Don’t be afraid to spice up flooring with colour and texture

I follow an Instagram account called ‘I have this thing with floors’. It is mostly just a feet selfie with a gal in fabulous shoes standing on wildly patterned flooring which is usually tile and sometimes motif carpet.

I admit this person’s photographs are very interesting and entertaining for me because due to my long career as an interior designer, I too have a thing with floors.

The sad thing is, most floors in residential homes are safe and sort of boring.

When you get more into the hospitality and retail world then you can see some interesting types of floor coverings. If you are fortunate enough to travel to other parts of the world, then you will see a wide horizon of pattern and designs which aren’t afraid of colour and shape.

When did this happen to us Canadians? When did we become so safe in our interior choices?

For a cold climate, you would expect that people would choose bright colours and warm accents to raise the visual temperatures in our homes.

Colour and texture have such a way of wrapping its arms around us and making us feel insulated from the cold harshness but more and more Canadian interiors are going white and grey and chilly.

The design trend towards minimalist interiors is one which works well and looks sharp but if you try to imagine inhabiting a cold space looking out on a cold landscape it can be a very long winter up ahead.

It is exactly the reason ski lodges are warm and woody because they want visual warmth to envelop you when you come in after a long day of cruising on cold white snow.

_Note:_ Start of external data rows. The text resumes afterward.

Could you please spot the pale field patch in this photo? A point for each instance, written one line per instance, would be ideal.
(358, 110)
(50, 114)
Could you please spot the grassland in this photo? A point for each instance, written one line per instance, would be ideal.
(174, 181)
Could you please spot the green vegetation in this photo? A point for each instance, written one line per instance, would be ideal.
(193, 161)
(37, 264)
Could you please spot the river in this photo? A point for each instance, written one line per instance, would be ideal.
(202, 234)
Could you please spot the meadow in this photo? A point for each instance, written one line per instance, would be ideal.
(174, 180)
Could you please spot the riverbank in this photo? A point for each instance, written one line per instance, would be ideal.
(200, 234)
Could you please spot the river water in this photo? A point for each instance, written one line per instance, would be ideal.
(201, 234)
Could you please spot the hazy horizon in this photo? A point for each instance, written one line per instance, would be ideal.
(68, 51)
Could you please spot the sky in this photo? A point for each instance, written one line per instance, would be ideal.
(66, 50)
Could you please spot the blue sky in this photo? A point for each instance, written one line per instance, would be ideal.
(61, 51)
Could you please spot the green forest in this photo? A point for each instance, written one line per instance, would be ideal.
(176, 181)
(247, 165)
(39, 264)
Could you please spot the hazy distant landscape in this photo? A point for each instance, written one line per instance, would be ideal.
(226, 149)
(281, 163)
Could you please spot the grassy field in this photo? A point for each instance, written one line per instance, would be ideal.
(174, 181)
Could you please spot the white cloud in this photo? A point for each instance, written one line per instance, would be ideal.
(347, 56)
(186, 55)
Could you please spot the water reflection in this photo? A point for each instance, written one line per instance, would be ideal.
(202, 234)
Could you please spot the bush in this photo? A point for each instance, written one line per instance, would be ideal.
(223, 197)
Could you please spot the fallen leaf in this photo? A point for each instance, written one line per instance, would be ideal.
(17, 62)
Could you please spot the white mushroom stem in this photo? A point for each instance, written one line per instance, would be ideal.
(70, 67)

I think that a lodge with a cold and hard contemporary interior would not appeal as much as a log and stone chalet with a roaring fire.

Colour is your friend!

The more pattern and variance you can get in a flooring, the less it will show its age and the more dirt it will hide.

This is why commercial interiors use busy and bright patterns – for longevity. Have you ever stopped to notice the arrangement of flooring and accessories in a Vegas strip hotel? Believe me, when you have a thing with floors you walk around a lot of the time with your head down staring at the creativity.

Hotels use these large scale patterns and mind zapping colours to increase your blood flow and to cause your eyes to dart from feature to feature which keeps you sharp and alert. This in turn causes you to get excited, for adrenaline to flow and hopefully the end result is that you spend more time and money in their casinos.

If colour and pattern can have this much effect on our neurology and biology – imagine the results of living daily in bold pattern and warm colour as you gaze out onto a winter scape.

A home draped in rich jewel tones or wood-themed accents will hold you tighter than a white flat wall. Curves and edges are cozier than hard corners and flat lines.

Your thing with floors may have just begun, careful not to bump into anything if you find yourself walking with your head down!